In my work as an IT consultant I spend a lot of time focusing on security, both of content and users. Almost every organisation I work with has questions about how SharePoint deals with these issues, and they can slow down a project right upfront as details are worked out and senior stakeholders reassured.

SharePoint 2013, as many of us know, offers a powerful security model. As well as groups and permission levels, the inheritance model means that right ‘out of the box’ SharePoint can satisfy 99% of security related requirements. Yet from time to time I come across some that need one of the many third party projects available for SharePoint to satisfy. Once area that often needs a little extra help is security governance and monitoring. Whilst SharePoint 2013 user reports are much improved, products from the likes of Metalogix and Sharegate can add another level of detail and functionality.

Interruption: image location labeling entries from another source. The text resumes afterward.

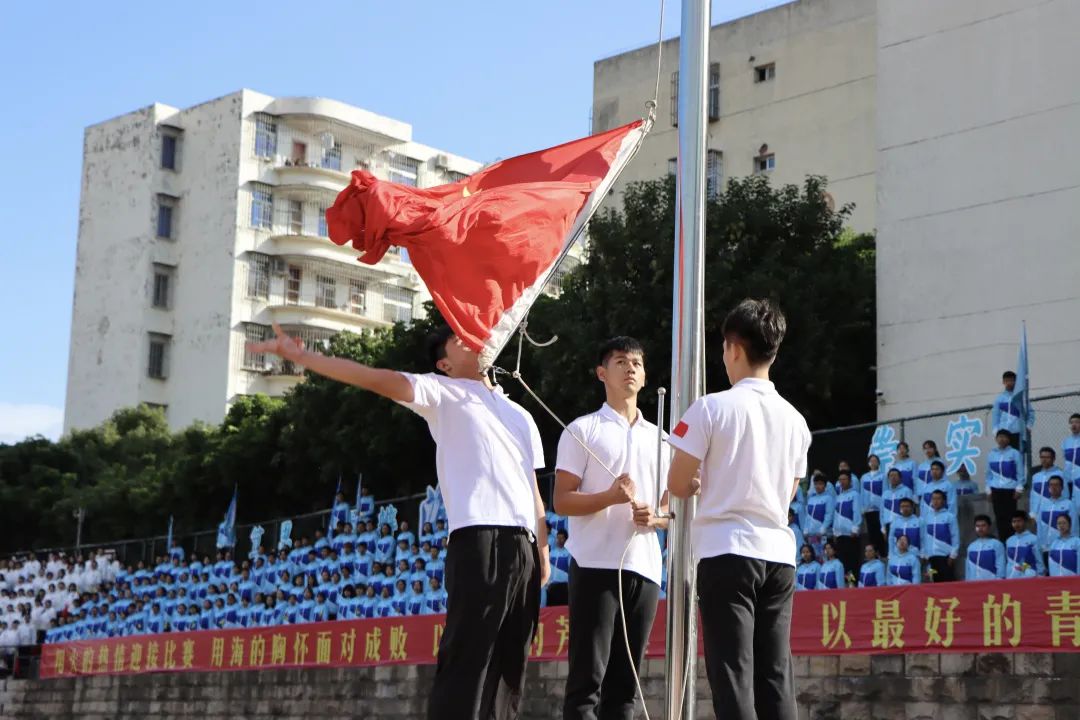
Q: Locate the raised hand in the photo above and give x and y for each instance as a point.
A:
(281, 344)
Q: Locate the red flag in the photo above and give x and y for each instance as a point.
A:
(486, 245)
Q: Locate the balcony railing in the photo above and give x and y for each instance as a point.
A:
(311, 283)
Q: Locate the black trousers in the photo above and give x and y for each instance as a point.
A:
(493, 606)
(601, 683)
(874, 531)
(1004, 504)
(943, 572)
(745, 622)
(847, 552)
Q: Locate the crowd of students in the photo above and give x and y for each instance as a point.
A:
(899, 526)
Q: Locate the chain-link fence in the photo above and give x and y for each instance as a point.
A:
(853, 443)
(204, 543)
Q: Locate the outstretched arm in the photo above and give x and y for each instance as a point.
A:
(388, 383)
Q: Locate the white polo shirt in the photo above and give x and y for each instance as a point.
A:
(753, 444)
(598, 540)
(487, 450)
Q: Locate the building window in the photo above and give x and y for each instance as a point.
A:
(332, 157)
(295, 217)
(714, 92)
(166, 213)
(714, 174)
(293, 280)
(675, 98)
(162, 286)
(158, 365)
(170, 147)
(258, 276)
(325, 291)
(396, 303)
(299, 154)
(266, 135)
(261, 205)
(255, 333)
(404, 170)
(358, 296)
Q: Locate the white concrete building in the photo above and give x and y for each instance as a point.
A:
(200, 227)
(979, 199)
(792, 93)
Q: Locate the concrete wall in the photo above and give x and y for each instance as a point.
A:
(979, 199)
(112, 314)
(818, 116)
(961, 687)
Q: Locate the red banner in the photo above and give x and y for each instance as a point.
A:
(1016, 615)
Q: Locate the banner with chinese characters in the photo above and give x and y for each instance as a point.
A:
(1015, 615)
(1040, 614)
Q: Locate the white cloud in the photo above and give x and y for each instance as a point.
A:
(17, 422)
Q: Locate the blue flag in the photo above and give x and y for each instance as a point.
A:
(226, 531)
(1022, 392)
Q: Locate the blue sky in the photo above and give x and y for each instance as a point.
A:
(481, 79)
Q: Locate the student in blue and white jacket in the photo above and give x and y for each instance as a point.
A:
(831, 575)
(905, 465)
(872, 487)
(1070, 458)
(1006, 477)
(904, 567)
(1065, 551)
(1007, 410)
(1050, 508)
(941, 539)
(872, 572)
(819, 515)
(894, 491)
(806, 573)
(906, 525)
(847, 522)
(985, 554)
(936, 481)
(1023, 556)
(1039, 486)
(922, 472)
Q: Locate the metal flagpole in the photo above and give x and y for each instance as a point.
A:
(688, 356)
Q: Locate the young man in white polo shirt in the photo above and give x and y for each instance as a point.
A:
(605, 515)
(751, 445)
(487, 451)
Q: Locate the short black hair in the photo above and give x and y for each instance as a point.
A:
(436, 343)
(620, 343)
(760, 327)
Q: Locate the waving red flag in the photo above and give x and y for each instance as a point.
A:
(486, 245)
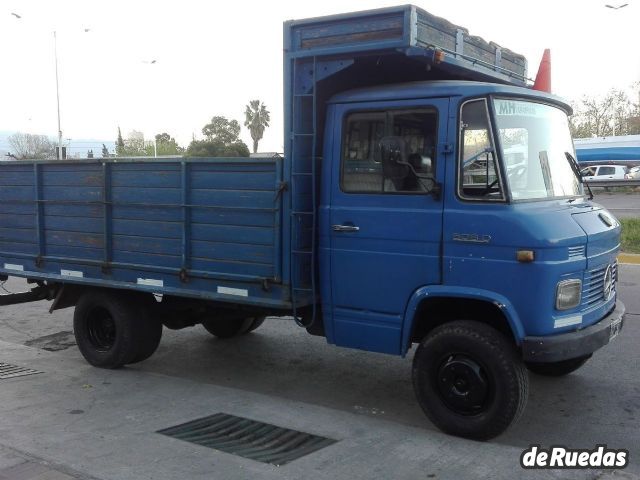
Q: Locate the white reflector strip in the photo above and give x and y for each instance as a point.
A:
(565, 322)
(150, 282)
(71, 273)
(11, 266)
(239, 292)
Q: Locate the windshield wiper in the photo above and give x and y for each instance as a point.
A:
(576, 171)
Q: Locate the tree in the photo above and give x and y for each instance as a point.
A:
(166, 145)
(222, 140)
(119, 144)
(227, 131)
(613, 114)
(28, 146)
(256, 120)
(216, 148)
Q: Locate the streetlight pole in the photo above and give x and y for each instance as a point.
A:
(55, 52)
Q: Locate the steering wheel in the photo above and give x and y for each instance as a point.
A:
(489, 187)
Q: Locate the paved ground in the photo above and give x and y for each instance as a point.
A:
(622, 205)
(75, 421)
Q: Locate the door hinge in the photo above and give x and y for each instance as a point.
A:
(446, 148)
(283, 187)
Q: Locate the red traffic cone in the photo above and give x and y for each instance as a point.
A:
(543, 78)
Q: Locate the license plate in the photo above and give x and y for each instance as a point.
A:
(615, 328)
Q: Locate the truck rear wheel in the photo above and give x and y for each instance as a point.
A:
(558, 369)
(114, 329)
(469, 380)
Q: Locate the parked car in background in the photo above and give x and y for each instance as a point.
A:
(596, 173)
(634, 173)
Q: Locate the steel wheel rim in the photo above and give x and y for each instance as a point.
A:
(101, 329)
(463, 384)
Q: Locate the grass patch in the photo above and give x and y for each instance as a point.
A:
(630, 235)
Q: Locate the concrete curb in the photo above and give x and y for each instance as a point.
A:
(629, 258)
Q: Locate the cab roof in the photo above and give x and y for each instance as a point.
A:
(442, 88)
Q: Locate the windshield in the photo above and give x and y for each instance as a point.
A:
(534, 139)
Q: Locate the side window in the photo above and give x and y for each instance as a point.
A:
(478, 176)
(389, 152)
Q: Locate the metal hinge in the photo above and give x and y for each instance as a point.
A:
(446, 148)
(283, 187)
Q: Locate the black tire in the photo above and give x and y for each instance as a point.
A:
(255, 323)
(557, 369)
(228, 327)
(114, 329)
(469, 380)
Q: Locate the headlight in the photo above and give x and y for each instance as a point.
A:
(568, 294)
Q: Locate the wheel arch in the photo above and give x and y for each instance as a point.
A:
(446, 303)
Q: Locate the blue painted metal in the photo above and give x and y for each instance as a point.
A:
(213, 221)
(202, 228)
(429, 292)
(372, 273)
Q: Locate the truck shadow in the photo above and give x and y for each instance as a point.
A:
(586, 408)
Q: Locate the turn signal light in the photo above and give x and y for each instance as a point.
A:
(525, 256)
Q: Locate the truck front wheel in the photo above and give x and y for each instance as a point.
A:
(558, 369)
(114, 329)
(469, 380)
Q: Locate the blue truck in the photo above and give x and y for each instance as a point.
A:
(427, 196)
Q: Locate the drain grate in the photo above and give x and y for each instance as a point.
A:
(248, 438)
(11, 371)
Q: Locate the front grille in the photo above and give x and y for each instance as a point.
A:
(577, 252)
(593, 285)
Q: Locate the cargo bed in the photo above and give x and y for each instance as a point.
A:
(207, 228)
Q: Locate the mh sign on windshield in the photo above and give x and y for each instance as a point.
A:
(517, 108)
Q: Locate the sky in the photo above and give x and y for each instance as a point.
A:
(161, 66)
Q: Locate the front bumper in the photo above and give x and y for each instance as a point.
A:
(555, 348)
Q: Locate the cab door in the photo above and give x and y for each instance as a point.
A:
(385, 217)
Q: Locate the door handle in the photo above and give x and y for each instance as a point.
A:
(345, 228)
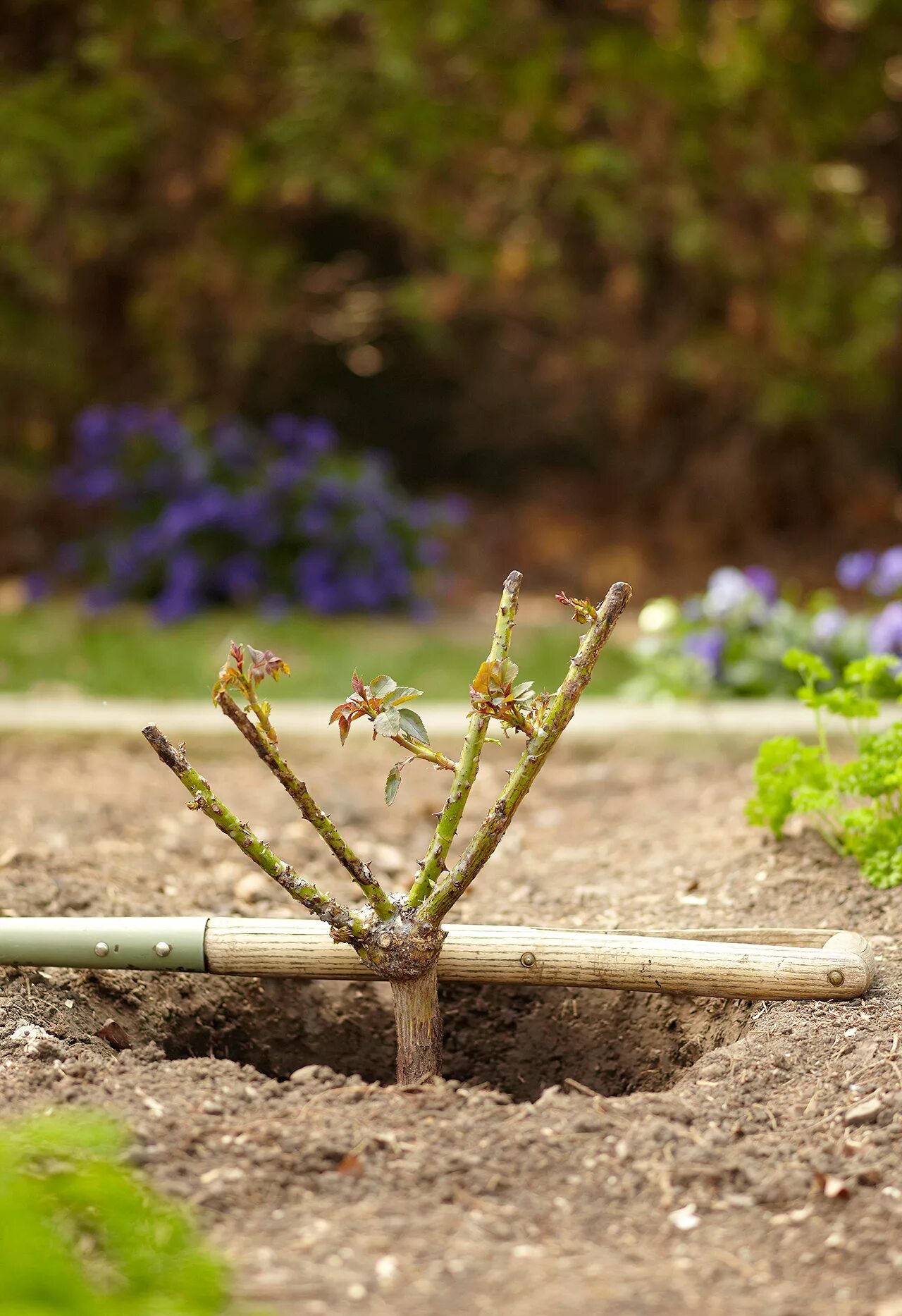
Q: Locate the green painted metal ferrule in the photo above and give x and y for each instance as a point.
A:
(175, 944)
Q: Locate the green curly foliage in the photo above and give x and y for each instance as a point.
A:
(856, 806)
(82, 1235)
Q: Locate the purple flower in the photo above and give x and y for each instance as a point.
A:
(708, 646)
(309, 437)
(885, 636)
(765, 582)
(855, 569)
(314, 522)
(827, 624)
(727, 589)
(888, 573)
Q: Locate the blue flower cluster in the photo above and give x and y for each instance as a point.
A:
(731, 639)
(267, 516)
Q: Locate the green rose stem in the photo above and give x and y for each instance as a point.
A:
(400, 937)
(449, 820)
(425, 751)
(346, 927)
(538, 748)
(266, 749)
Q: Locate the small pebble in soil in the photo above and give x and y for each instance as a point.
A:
(864, 1112)
(36, 1041)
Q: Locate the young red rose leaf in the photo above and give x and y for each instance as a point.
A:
(412, 725)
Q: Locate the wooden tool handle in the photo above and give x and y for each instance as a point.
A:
(796, 965)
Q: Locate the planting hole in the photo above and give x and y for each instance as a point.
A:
(513, 1038)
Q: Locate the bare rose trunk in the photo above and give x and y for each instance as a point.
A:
(419, 1023)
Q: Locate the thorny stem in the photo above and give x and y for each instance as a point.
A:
(346, 927)
(359, 871)
(559, 713)
(434, 863)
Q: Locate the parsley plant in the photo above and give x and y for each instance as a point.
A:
(856, 806)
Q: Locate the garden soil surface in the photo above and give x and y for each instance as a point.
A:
(586, 1152)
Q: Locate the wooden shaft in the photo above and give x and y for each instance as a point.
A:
(796, 965)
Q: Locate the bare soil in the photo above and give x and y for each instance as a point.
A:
(715, 1170)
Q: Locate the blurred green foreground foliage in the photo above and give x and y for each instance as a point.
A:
(80, 1235)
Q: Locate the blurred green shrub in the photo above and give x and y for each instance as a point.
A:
(657, 232)
(80, 1235)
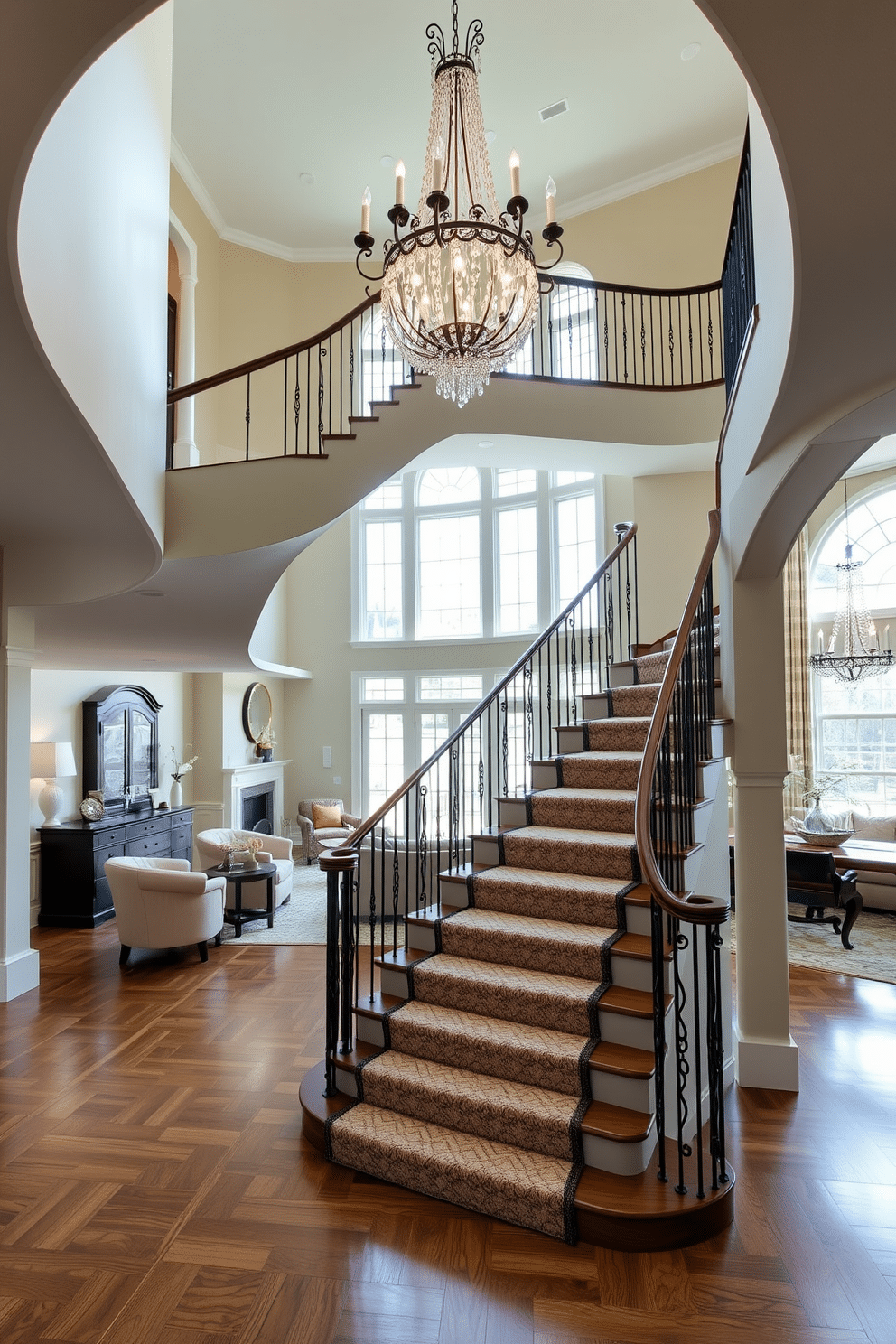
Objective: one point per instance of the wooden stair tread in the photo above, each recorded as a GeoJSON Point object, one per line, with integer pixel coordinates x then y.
{"type": "Point", "coordinates": [629, 1003]}
{"type": "Point", "coordinates": [615, 1123]}
{"type": "Point", "coordinates": [626, 1060]}
{"type": "Point", "coordinates": [399, 958]}
{"type": "Point", "coordinates": [637, 947]}
{"type": "Point", "coordinates": [378, 1005]}
{"type": "Point", "coordinates": [429, 916]}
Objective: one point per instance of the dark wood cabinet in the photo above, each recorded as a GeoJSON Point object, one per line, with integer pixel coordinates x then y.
{"type": "Point", "coordinates": [74, 892]}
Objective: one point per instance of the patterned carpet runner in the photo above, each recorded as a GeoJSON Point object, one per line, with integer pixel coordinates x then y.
{"type": "Point", "coordinates": [479, 1096]}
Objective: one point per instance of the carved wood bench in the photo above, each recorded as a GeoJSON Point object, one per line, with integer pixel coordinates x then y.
{"type": "Point", "coordinates": [813, 882]}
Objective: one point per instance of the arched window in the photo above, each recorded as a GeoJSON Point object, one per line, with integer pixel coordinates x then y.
{"type": "Point", "coordinates": [574, 324]}
{"type": "Point", "coordinates": [856, 723]}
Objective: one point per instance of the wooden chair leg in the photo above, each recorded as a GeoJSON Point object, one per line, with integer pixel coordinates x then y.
{"type": "Point", "coordinates": [852, 911]}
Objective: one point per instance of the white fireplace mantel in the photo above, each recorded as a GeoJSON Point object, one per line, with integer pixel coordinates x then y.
{"type": "Point", "coordinates": [240, 777]}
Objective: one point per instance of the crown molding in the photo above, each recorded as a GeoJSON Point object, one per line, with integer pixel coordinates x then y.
{"type": "Point", "coordinates": [653, 178]}
{"type": "Point", "coordinates": [581, 206]}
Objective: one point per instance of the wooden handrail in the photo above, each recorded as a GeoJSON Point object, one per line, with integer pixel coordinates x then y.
{"type": "Point", "coordinates": [695, 909]}
{"type": "Point", "coordinates": [372, 821]}
{"type": "Point", "coordinates": [229, 375]}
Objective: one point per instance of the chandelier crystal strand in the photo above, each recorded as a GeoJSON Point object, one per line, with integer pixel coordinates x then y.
{"type": "Point", "coordinates": [461, 288]}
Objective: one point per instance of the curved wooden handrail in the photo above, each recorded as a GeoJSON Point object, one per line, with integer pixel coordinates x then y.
{"type": "Point", "coordinates": [229, 375]}
{"type": "Point", "coordinates": [372, 821]}
{"type": "Point", "coordinates": [694, 909]}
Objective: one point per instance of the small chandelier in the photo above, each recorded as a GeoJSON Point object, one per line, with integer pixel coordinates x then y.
{"type": "Point", "coordinates": [460, 289]}
{"type": "Point", "coordinates": [862, 656]}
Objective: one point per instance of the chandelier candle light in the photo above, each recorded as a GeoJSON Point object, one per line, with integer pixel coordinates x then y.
{"type": "Point", "coordinates": [461, 286]}
{"type": "Point", "coordinates": [862, 653]}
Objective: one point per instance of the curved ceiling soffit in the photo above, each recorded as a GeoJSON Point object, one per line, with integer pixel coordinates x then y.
{"type": "Point", "coordinates": [804, 449]}
{"type": "Point", "coordinates": [79, 41]}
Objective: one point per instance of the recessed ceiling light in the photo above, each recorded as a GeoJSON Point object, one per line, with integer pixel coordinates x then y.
{"type": "Point", "coordinates": [556, 109]}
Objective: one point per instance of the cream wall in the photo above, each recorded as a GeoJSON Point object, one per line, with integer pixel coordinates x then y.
{"type": "Point", "coordinates": [57, 716]}
{"type": "Point", "coordinates": [669, 237]}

For a recent project the client had already decided to go with  Metalogix ControlPoint, and needed to get a grip on a sprawling system that had got out of hand. It’s not a tool I’d used too much before, so I thought I’d write up a post of how the project went and the four particular ways in which we put it to use.

1. Conducting a permissions review

Understanding how permissions are defined within SharePoint is really difficult using out of the box’ functionality. The problem is rooted in SharePoint’s granular security model. When a user wants to see what another user is permitted to access, Administrators must inspect a potentially large number of SharePoint objects (Sites, lists, libraries etc..)

ControlPoint gave us a number of tools to get round this:

Permissions Analysis
ControlPoint’s Permissions Analysis feature allows Administrators to create reports detailing the permissions of a SharePoint farm from the highest entity to the lowest.

Permissions chain inspection
ControlPoint allows the ‘permissions chain’ of any SharePoint object to be viewed. This chain describes how a given user is granted permission to a particular object.

2. Taking control of permissions

The SharePoint farm in question had grown to thousands of sites and users, with hundreds of thousands of documents and items. ControlPoint helped here in two ways:

A central interface
We could enforce new and updated permissions across sites, site collections, from single interface. Central admin should really offer this kind of thing.

Cleanup of Direct Permissions
We used ControlPoint to clean up direct permissions (where a user has specific access to a SharePoint element). There are now lots of other tools available to do this kind of thing, but it was welcome to find it in ControlPoint as well.

3. Conducting a thorough audit

As I mentioned the existing system was in a bit of mess, but we didn’t really know how bad. ControlPoint gave us some insight:

Audit and Change Log Analysis
Bespoke reports can be created to audit activity. Adhoc or scheduled reports can be used to understand if sites meet governance or compliance constraints. You could argue other tools do this kind of thing better than ControlPoint, and I mentioned the built in reporting engine is now a lot more flexible.

Content Analysis
We used ControlPoint to identifying unused and duplicate content, as well as users that were storing too much content. This was pretty useful and revealing. ‘View all site content’ and the Sites explorer should really offer more in the way of data size and analysis.

4. Enforcing Best Practice

Ensuring users adhere to best practice, security policies, and governance advice in the long term is a big challenge on many project I work on. We had some new rules on this particular, and whilst we didn’t really use ControlPoint to enforce them it could help on this front.

With ControlPoint it is possible for Administrators to proactively monitor SharePoint farms and be alerted to predefined changes within the environment. For example, an alert can be generated when sites are created or deleted or when inheritance between SharePoint objects has been broken.

If a problem is found, ControlPoint provides some tools to fix it. For example, if an alert is triggered notifying the Administrator that the permissions of a particular site have been changed, it’s very simple to locate the site and reverse the changes.  You could of course just use the alert function, and fix the issue using ‘out of the box’ tools.